Many parents want to support their children but suffer from unavoidable financial hardships. Although many people in these types of situations often hold off on taking any legal action hoping the situation will correct itself quickly, doing so can often create a financial disaster as arrears continue to build. Within a modification of child support, you can file a motion for a temporary order to decrease the amount of child support owed. If the court questions whether the decrease in income was voluntary, you may find yourself in a situation where the court refuses to decrease the support until later on in the case. Although having a lawyer with you can be expensive, ensuring you put your best argument forward in these situations is very important.
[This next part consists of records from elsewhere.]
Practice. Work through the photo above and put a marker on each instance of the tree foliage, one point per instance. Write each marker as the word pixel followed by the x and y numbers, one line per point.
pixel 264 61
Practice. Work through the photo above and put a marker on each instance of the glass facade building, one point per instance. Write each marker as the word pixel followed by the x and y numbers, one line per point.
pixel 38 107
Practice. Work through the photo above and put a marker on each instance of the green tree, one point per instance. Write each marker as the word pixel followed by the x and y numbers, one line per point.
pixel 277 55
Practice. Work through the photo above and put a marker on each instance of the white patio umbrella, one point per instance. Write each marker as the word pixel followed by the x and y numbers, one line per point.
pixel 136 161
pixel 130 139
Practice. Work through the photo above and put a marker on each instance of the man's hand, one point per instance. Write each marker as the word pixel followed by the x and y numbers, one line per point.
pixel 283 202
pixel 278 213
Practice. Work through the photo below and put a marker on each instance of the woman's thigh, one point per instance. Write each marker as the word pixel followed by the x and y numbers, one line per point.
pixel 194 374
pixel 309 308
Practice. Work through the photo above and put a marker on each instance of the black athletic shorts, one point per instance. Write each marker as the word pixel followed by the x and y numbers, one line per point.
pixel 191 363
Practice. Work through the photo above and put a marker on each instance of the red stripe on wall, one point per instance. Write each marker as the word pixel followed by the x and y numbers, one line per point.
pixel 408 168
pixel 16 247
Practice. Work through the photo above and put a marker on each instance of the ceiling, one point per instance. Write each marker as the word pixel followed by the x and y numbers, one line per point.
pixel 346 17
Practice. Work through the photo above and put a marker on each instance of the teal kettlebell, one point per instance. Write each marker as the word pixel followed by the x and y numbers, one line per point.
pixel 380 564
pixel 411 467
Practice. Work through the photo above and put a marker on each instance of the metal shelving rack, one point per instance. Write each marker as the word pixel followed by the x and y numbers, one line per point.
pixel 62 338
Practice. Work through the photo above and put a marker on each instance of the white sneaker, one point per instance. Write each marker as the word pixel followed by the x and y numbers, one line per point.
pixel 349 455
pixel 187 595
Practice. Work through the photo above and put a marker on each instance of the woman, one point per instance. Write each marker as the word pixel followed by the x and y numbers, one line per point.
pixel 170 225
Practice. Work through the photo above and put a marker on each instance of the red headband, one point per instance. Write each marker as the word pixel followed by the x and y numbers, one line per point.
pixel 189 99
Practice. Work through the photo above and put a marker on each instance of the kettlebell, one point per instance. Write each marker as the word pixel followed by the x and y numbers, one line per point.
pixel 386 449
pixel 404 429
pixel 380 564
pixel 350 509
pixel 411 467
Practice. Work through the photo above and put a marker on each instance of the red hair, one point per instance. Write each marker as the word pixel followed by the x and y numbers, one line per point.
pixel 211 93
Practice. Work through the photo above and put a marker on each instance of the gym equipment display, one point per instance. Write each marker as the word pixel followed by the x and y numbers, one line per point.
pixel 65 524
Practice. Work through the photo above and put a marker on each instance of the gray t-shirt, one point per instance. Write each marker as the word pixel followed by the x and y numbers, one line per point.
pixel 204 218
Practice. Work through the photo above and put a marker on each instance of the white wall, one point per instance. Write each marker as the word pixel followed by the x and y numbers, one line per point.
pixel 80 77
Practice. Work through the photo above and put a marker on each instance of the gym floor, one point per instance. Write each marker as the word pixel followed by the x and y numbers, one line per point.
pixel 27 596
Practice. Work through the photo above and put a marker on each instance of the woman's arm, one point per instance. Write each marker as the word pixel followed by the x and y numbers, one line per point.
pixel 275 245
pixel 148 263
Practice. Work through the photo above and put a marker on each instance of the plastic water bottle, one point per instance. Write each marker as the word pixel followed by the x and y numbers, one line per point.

When defending a contempt action due to arrears that built up while you were out of work, courts often will look for evidence of the changed circumstance that caused the inability to pay, such as medical bills or a lost job, and will then often consider whether the payer made at least some good-faith support payments rather than a complete refusal to provide any amount of support. An attorney can help parents in Massachusetts struggling to pay child support avoid future arrears by requesting modifications during times of financial strain. In these situations, our extraordinary team may also help parents:

  • Seek for a child support modification
  • Arrange a payment plan for any arrears
  • Challenge support orders prior to legal paternity being established
  • Negotiate a lump-sum payment plan for a reduced amount
  • Claim fraud or inaccuracies in payment and arrears calculations
  • Show actual or good faith attempts to make payments

Even in financial hardship cases, you should immediately contact a lawyer if you cannot make a child support payment as ordered. Courts will not, and often legally cannot, forgive or reduce child support arrears for a date before the date the other party is served with the modification request. This means the legal documentation needs to be filed, docketed (recorded within the court’s filing system), sent back to you with a summons, and served on the other party before the court can amend anything. This is why it is important to act immediately. It is easier to dismiss a complaint for modification if your financial circumstance changes for the better than to try to figure out how to pay a significant amount of arrears after they have accrued.